If you only think of her as a shrill, suicidal writer of frenzied verse, you owe it to yourself to give her another look.
My suggestion is that you start with the Plath poem I started on, "Blackberrying," and The Bee Poems.
Today's poem will be one I wrote for her. We'll get back to Mr. Hilbert tomorrow.
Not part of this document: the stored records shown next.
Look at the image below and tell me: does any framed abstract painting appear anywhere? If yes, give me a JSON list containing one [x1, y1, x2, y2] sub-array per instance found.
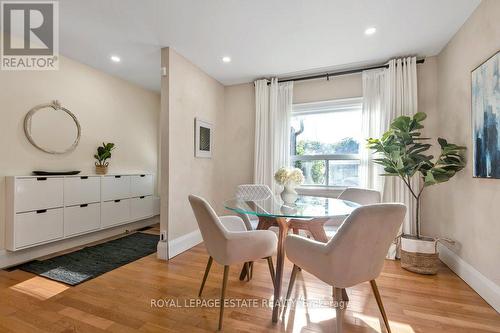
[[471, 51, 500, 179]]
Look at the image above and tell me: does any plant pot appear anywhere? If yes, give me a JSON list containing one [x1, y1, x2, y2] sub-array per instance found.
[[95, 165, 108, 175], [281, 184, 299, 204], [401, 235, 439, 275]]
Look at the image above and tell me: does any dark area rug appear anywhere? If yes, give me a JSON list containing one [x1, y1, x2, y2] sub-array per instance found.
[[17, 232, 159, 286]]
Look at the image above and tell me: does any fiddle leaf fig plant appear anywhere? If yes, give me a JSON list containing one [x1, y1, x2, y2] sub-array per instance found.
[[94, 142, 115, 166], [367, 112, 466, 239]]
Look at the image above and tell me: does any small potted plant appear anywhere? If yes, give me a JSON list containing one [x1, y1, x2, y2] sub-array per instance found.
[[94, 142, 115, 175], [274, 168, 304, 203], [367, 112, 466, 274]]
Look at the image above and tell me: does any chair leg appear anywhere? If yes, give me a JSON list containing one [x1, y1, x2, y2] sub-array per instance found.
[[198, 257, 213, 297], [240, 263, 249, 281], [219, 265, 229, 331], [285, 265, 299, 302], [266, 257, 276, 287], [244, 262, 250, 282], [370, 280, 391, 333], [333, 287, 345, 333]]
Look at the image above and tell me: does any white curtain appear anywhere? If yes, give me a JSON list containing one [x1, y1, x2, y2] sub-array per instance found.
[[361, 57, 419, 259], [360, 69, 388, 193], [254, 79, 293, 192], [382, 57, 419, 233]]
Today, read a poem for Sylvia.
Sylvia’s Bees
Where is the spring now,
mother?
Black and balled and fat on
syrup, we were forgotten.
In the hell of gas and words,
our faint buzz went unheard.
Sleepy in the end of Winter,
we never questioned the silence;
everyone else was hibernating
too, dumb February
with the dark slowly dying,
giving way to the glow of gold.
It was on the Feast of Fools
we first opened our eyes.
The workers' frantic dance was no
flower song, a hollow message
poured out from the ragged
wings: there were no flowers to be had.
The patterns had all changed,
the tin syrup was crust in the pan.
Where is the one who harbors
us when the world is dead?
What is this dismal place,
where the crisp calling of birds
and the taste of flowers are
dead, dead, forever dead?
There is no one now who
remembers the truth of the Summer.
We are all virgins released
into a frozen Spring.
The air is dead here, we have
no sound that is not enormous
and swallowed whole by the
empty hearts of earth and trees.
We are lost, the tin syrup
calls her name to us, the goddess;
but she is gone like the
fragrant memory of absent flowers.
Our promise is the sentence
of life and death and choice
and now we have no choice;
the nothing drones on and on.
The stale air that chokes in
its immobility stares and gapes
as the faint sound of wings
creeps in through the mossy stone
and echoes off the facets in
our now fragmented minds,
secreting the message that
somewhere beyond these walls Spring still goes on.